By Carin Smith
The precarious state of Eskom’s finances threatens to hinder the growth of the renewable energy sector in South Africa, just when it is needed most, Steve Sawyer, secretary general of the Global Wind Energy Council (GWEC) said at the opening of the Windaba in Cape Town on Wednesday.
At the same time low oil and coal prices send the wrong kind of signal to consumers, although it does not threaten the renewable energy sector directly, he said.
The most recent prices for wind power are 40% cheaper than for new-build coal, Sawyer told delegates via a live video link. In his view, South Africa has a huge potential for wind energy, but delays in terms of finance and grid connections are the current stumbling blocks.
“Delays in bid rounds as well as delays in finance and grid connection are matters of policy. Until these are addressed there will be substantial issues in terms of investment in SA’s wind energy sector,” he cautioned.
“At the same time, there is interest in SA’s wind energy sector and it would take a lot to scare investors off.”
He has seen a lot of change since the SA government’s accelerated renewable energy independent power producer procurement (REIPPP) programme was announced last year.
“This has stimulated investment and created a thriving market for wind power. Renewables are finally emerging as the only practical and cost-effective means to address the emerging climate crisis. It is a good time to be in the business,” said Sawyer.
According to Heather Sonn, chair of the SA Wind Energy Association (SAWEA), SA has not yet reached “the promised land” as far as its wind energy sector is concerned. At the same time, the severe electricity shortages experienced in SA over the past 12 months have increasingly been alleviated by renewable energy, she pointed out.
“We have more broadly been starting to ask how renewable energy can power our country’s economic growth and how our significant social investment can be seen as an early example of the successful public-private partnership underpinning the National Development Plan,” said Sonn.
She reckoned a long-term target of SA using 100% renewable energy should be maintained.

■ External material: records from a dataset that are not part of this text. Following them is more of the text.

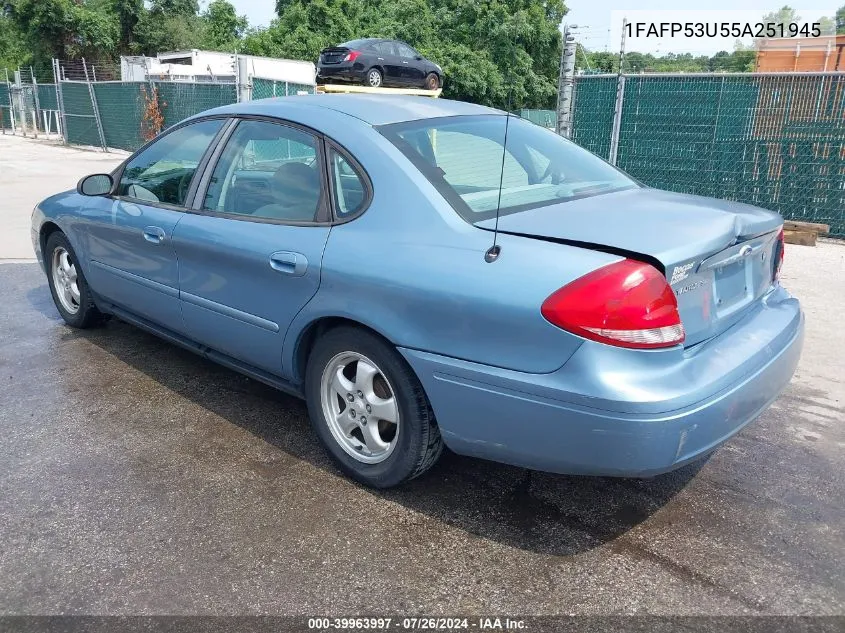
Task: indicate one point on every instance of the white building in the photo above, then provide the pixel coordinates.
(201, 66)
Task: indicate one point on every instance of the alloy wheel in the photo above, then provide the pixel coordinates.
(360, 407)
(65, 280)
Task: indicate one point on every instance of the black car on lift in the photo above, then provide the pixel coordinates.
(378, 62)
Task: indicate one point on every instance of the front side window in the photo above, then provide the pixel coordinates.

“We considered a 2030 delivered-electricity goal of 20% to 40% from renewables to be achievable,” she added. “The wind industry has demonstrated a successful model in creating positive commercial returns, while simultaneously having an impact on wealth distribution, community upliftment and rural development.”
Sonn emphasised that the SA Wind Energy Association also strives to expand the successes in the wind industry to include the creation of black industrialists and the greater inclusion of black people – especially black women.